Your child may mix alcohol and prescription drugs for many reasons, but this is a dangerous practice that can result in death. Some people mix drugs to experience a greater high, to increase the effects of a depressant or because they did not read their prescriptions accurately.
Whatever the motivation for taking these two substances together, the consequences of doing so can be life-threatening.
Effects of Prescription Drug Abuse
Prescription drugs come in many forms, but people most commonly abuse the following substances.
- Depressants – Examples include barbiturates, benzodiazepines and sleep medications. These drugs are normally prescribed to combat insomnia or anxiety, but they can lower blood pressure and can cause respiratory distress and death when abused or mixed with alcohol.
- Opioids and morphine derivatives – These include codeine, hydrocodone, methadone and oxycodone. Most people take these drugs to relieve pain, but these drugs can slow or stop breathing, slow the heart and cause unconsciousness. When combined with alcohol, these drugs can lead to death.
- Stimulants – Examples are amphetamines and methylphenidate, which are often prescribed for obesity, narcolepsy, and attention-deficit hyperactivity disorder.

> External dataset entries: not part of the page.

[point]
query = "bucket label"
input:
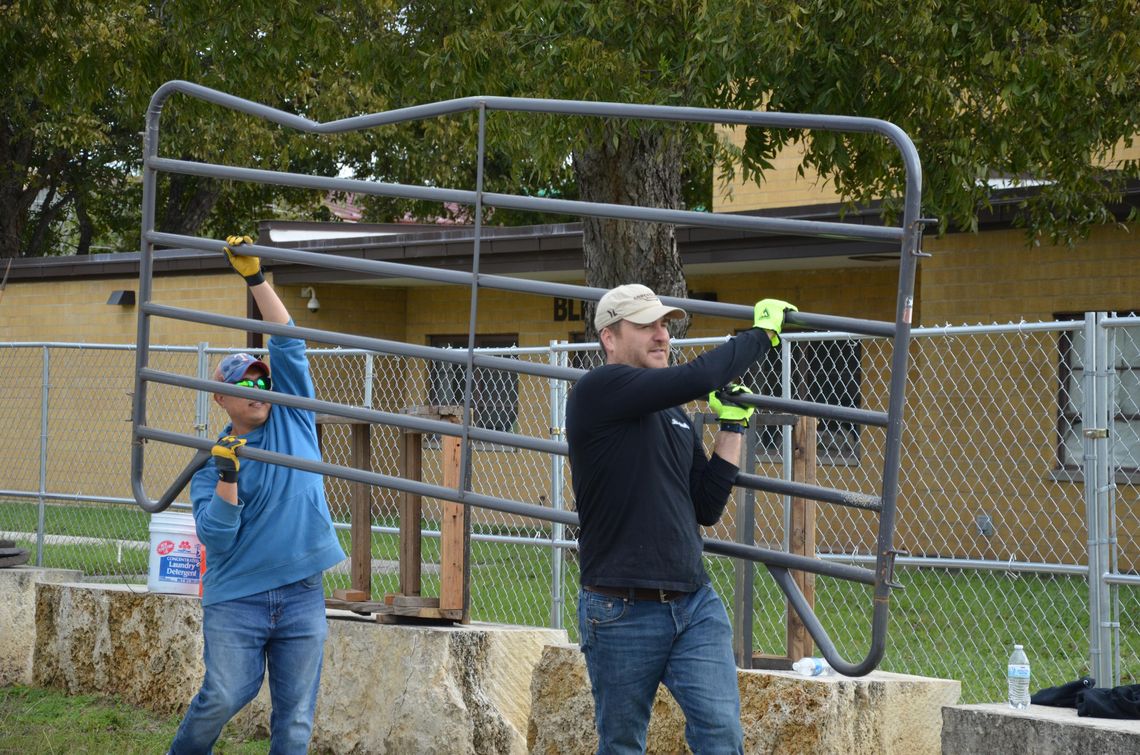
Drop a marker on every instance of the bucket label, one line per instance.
(178, 561)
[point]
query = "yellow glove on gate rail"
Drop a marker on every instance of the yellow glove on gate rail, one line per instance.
(249, 267)
(768, 314)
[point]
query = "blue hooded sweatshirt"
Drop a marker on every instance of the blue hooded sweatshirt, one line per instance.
(281, 530)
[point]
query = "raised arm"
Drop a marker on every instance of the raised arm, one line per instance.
(273, 309)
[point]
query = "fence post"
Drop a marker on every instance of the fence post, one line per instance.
(803, 534)
(41, 509)
(558, 403)
(202, 402)
(1096, 423)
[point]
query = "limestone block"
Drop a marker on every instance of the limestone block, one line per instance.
(383, 689)
(17, 618)
(421, 689)
(120, 640)
(781, 712)
(1036, 730)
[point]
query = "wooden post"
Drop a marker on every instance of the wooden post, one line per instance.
(801, 535)
(454, 536)
(359, 510)
(410, 512)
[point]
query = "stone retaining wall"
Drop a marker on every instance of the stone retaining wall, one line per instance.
(782, 712)
(391, 689)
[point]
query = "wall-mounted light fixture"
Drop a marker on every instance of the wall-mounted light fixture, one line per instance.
(311, 293)
(122, 298)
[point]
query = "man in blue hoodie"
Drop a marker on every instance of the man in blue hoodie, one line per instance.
(268, 537)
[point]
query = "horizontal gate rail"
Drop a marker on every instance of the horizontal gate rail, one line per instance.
(908, 235)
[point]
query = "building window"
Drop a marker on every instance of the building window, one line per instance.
(1125, 395)
(494, 392)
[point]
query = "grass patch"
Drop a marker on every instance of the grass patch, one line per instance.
(37, 721)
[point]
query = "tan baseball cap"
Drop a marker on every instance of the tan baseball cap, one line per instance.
(634, 302)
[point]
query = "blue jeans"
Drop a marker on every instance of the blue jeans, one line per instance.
(284, 628)
(630, 647)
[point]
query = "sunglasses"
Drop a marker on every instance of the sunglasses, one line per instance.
(263, 383)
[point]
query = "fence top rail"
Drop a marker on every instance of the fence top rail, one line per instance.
(843, 123)
(1130, 321)
(853, 123)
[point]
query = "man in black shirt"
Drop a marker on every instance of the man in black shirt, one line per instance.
(643, 487)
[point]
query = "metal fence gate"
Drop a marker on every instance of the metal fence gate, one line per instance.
(1017, 530)
(908, 236)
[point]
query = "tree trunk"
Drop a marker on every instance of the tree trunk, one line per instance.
(642, 169)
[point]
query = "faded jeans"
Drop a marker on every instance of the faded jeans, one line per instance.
(630, 647)
(283, 628)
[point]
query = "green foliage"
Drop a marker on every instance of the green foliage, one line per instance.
(1016, 89)
(49, 721)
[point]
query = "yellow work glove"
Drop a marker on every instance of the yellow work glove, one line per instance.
(247, 266)
(226, 459)
(768, 314)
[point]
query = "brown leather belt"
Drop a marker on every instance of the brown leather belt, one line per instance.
(638, 593)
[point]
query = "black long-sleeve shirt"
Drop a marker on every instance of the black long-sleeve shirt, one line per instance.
(641, 478)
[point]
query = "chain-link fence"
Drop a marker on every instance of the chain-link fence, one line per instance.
(1018, 516)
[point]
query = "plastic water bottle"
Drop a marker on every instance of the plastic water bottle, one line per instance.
(812, 667)
(1018, 674)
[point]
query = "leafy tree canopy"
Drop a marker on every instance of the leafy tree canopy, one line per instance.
(1008, 88)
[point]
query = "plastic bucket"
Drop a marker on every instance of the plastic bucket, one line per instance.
(176, 554)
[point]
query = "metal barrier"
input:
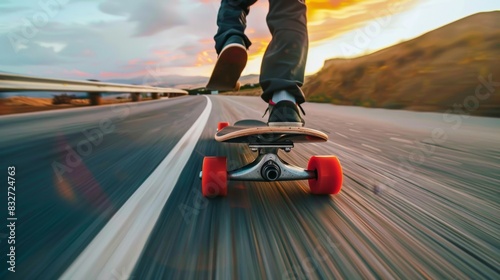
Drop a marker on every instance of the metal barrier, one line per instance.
(14, 82)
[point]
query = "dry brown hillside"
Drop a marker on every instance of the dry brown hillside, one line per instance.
(430, 73)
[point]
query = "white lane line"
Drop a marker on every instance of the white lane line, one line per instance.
(371, 147)
(401, 140)
(117, 247)
(342, 135)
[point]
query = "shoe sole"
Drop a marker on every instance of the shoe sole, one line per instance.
(228, 68)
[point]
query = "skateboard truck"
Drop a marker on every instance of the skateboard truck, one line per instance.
(268, 166)
(324, 173)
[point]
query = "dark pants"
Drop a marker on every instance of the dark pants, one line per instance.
(284, 61)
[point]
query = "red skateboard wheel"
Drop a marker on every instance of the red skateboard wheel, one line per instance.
(221, 125)
(329, 175)
(214, 177)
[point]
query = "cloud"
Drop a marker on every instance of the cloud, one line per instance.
(151, 16)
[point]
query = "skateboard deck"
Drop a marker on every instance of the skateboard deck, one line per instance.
(257, 132)
(324, 173)
(228, 68)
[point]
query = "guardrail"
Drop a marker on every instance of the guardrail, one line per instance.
(14, 82)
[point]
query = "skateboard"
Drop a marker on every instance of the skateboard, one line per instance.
(228, 68)
(324, 173)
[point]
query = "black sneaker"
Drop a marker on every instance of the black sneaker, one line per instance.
(285, 113)
(230, 63)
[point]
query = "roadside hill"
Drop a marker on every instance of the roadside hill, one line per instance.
(429, 73)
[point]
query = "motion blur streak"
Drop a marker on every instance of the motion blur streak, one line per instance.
(120, 242)
(411, 206)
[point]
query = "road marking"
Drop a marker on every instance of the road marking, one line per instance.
(119, 244)
(371, 147)
(401, 140)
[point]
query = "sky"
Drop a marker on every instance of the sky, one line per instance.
(120, 39)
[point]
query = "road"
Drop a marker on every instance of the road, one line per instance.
(113, 193)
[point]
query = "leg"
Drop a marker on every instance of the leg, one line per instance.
(231, 21)
(231, 45)
(283, 65)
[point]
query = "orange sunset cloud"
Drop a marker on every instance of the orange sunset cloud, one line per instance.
(328, 19)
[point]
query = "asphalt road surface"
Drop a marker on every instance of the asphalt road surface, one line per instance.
(113, 193)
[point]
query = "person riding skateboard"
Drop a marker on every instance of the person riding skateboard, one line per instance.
(283, 64)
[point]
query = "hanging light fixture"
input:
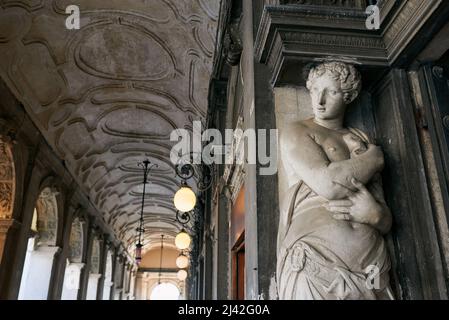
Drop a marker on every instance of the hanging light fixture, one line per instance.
(185, 198)
(182, 240)
(182, 274)
(182, 261)
(147, 166)
(160, 260)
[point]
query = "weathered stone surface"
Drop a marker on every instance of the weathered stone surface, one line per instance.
(108, 95)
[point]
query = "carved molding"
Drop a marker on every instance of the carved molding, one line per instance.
(289, 34)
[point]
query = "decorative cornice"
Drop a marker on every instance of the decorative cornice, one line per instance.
(301, 33)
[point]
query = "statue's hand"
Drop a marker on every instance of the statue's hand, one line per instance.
(360, 207)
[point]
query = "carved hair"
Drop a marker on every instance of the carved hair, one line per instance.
(350, 79)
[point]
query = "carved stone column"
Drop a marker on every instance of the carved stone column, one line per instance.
(92, 286)
(72, 281)
(5, 226)
(36, 273)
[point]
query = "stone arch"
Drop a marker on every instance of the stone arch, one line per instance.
(7, 181)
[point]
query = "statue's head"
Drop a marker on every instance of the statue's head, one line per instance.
(332, 86)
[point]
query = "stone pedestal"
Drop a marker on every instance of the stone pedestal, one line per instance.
(92, 286)
(107, 290)
(72, 281)
(37, 272)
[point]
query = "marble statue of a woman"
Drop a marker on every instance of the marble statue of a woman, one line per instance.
(332, 222)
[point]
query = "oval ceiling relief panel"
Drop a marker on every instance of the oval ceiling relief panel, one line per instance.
(138, 123)
(124, 52)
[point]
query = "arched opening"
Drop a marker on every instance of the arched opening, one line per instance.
(165, 291)
(74, 262)
(108, 277)
(94, 272)
(41, 248)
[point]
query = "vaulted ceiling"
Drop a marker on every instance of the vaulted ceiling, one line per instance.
(108, 95)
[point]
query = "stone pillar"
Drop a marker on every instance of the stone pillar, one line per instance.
(92, 286)
(107, 289)
(37, 272)
(103, 259)
(85, 273)
(5, 225)
(72, 281)
(223, 252)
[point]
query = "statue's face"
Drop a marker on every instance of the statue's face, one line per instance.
(327, 98)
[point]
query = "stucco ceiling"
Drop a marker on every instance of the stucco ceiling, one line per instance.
(108, 95)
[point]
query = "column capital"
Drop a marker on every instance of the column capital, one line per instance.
(6, 224)
(95, 275)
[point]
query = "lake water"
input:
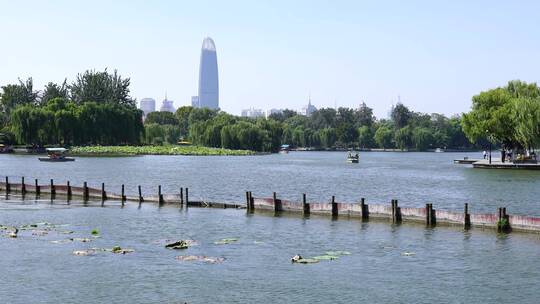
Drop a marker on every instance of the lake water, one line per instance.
(406, 263)
(413, 178)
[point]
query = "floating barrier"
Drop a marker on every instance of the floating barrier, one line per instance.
(392, 212)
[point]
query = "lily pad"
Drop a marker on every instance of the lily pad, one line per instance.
(337, 253)
(119, 250)
(325, 257)
(84, 252)
(200, 258)
(178, 245)
(307, 261)
(226, 241)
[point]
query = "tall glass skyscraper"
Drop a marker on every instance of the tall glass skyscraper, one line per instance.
(208, 76)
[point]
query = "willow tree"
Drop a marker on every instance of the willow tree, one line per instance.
(527, 114)
(509, 115)
(491, 118)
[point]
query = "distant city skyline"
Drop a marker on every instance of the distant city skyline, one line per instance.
(272, 54)
(208, 76)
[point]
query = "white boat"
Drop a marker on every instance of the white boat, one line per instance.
(353, 158)
(56, 155)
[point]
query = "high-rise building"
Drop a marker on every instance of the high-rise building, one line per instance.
(148, 105)
(252, 113)
(273, 111)
(195, 101)
(208, 76)
(167, 106)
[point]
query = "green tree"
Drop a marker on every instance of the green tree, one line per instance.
(161, 118)
(13, 95)
(101, 87)
(422, 138)
(383, 137)
(182, 114)
(365, 137)
(402, 138)
(400, 115)
(53, 90)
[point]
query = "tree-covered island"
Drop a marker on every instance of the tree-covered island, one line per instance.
(96, 110)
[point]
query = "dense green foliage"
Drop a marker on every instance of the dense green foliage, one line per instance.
(155, 150)
(95, 109)
(326, 128)
(509, 116)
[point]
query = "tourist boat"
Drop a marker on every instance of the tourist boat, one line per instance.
(5, 149)
(284, 149)
(56, 155)
(353, 158)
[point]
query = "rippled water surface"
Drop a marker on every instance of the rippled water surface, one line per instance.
(448, 265)
(388, 264)
(413, 178)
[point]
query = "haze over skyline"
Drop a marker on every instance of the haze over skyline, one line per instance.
(273, 54)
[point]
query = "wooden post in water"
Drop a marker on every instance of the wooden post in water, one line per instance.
(85, 191)
(181, 196)
(432, 214)
(23, 186)
(428, 215)
(69, 191)
(123, 198)
(393, 203)
(466, 217)
(365, 209)
(307, 208)
(397, 212)
(141, 199)
(334, 207)
(36, 185)
(103, 193)
(278, 207)
(53, 190)
(499, 220)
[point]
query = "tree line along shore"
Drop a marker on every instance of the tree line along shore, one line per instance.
(96, 112)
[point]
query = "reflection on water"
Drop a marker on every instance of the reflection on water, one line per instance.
(442, 265)
(412, 178)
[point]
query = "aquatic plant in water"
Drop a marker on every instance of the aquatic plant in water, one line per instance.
(155, 150)
(226, 241)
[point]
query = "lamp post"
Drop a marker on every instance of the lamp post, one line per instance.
(487, 136)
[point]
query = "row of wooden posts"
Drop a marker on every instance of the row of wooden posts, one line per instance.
(396, 217)
(86, 194)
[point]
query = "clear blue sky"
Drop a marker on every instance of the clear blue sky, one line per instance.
(434, 55)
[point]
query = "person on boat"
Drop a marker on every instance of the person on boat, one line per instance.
(296, 258)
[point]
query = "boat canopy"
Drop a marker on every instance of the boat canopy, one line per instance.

When abused, they can cause heart problems, such as high blood pressure and heart attack, increased metabolism, seizures and, stroke.
Your child may think it is safe to abuse prescription drugs because they are legal. However, this notion is completely false. When abused (which means used in any way that deviates from a doctor’s prescription), these drugs are just as dangerous as illegal drugs. Many people abuse prescription drugs in spite of these dangers; in fact, the NIDA found that around 16 million US citizens, or 5% of the population, reported prescription drug abuse in 2010.
Frequency of Alcohol and Prescription Drug Abuse
There appears to be a correlation between alcohol and prescription drug abuse. A 2008 report from the NIDA states that people who are addicted to or abuse alcohol are 18 times more likely to abuse prescription drugs than nondrinkers are. As this report explains, people who mix alcohol and prescription drugs have a greater chance of alcohol overdose, but this drug combination also makes it more difficult to recover, meaning death is more likely.
The 2008 NIDA report also found that people between the ages of 18 and 24 have the greatest risks of combining alcohol and prescription drugs. Additionally, the National Institute on Alcohol Abuse and Alcoholism states that both women and older people face greater dangers when mixing alcohol and prescription drugs. Women have less water in their bodies than men, so they hold substances inside for longer. Older people have slower metabolisms, so they cannot process substances as quickly.